Role of Endogenous Estrogen in Growth-Hormone Regulation in Postmenopausal Women
Participants are being asked to take part in this research study to learn why growth hormone(GH) levels decline when estrogen production falls at the time of menopause. GH is a hormone released from the pituitary gland that affects bone, muscle, and fat. Estrogen is a female hormone. Doctors believe that lower estrogen is one of the reasons that GH diminishes in postmenopausal women. However, estrogen does not fall completely. This raises the question whether the little bit of estrogen that is left is doing anything. Lack of GH makes bones thinner, muscles weaker, and fat stores larger. To learn whether the low amount of the body's own estrogen maintains GH secretion after menopause, the investigators need to stop any estrogen you might be taking and then partially block the effect, if any, of your own estrogen. The investigators will use a new estrogen-blocking drug (fulvestrant). Fulvestrant(which also goes by the tradename, Faslodex) was recently approved by the Food and Drug Administration (FDA) to treat breast cancer. Fulvestrant is being used in a non-FDA approved manner in this study (not to treat breast cancer, but to study the effect on Growth Hormone secretion). The drug interferes with how estrogen works in the body, except in the brain. The study that you are considering now tests whether your own estrogen works outside the brain to maintain GH secretion in postmenopausal women. This concept is important, because the brain controls how the pituitary gland secretes GH.

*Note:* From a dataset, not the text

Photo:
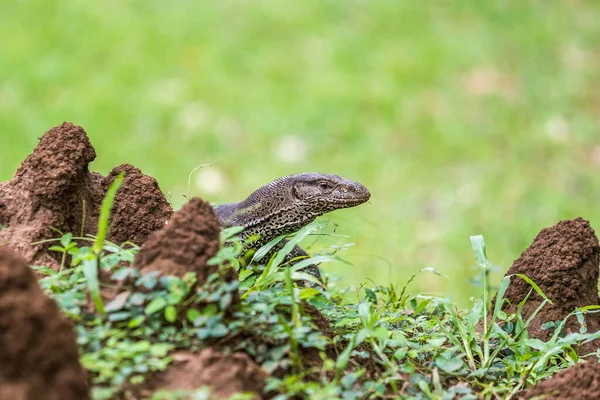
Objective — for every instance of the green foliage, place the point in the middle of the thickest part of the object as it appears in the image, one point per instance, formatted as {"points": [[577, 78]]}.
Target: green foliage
{"points": [[384, 339], [455, 116]]}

|Study Design:||Allocation: Randomized
Endpoint Classification: Safety/Efficacy Study
Intervention Model: Parallel Assignment
Masking: Single Blind (Subject)
Primary Purpose: Basic Science
|Official Title:||Role of Endogenous Estrogen in Growth-Hormone Regulation in Postmenopausal Women|
- BioStatistical Analysis [ Time Frame: Withdrawal of blood samples (2.5 mL each) every 10 min for 6 hr. Sampling will begin at 0800 h and conclude at 1400 h. ] [ Designated as safety issue: Yes ]GH concentrations decrease with age gradually in premenopausal women and rapidly in ovariprival individuals. A prime focus of our clinical studies is how estradiol availability governs GH secretion via combined central and peripheral regulation of neuropeptide signaling. The present investigation extends this theme by assessing whether endogenous estrogen maintains GH output and, if so, whether estrogen acts via CNS or systemic mechanisms in postmenopausal individuals.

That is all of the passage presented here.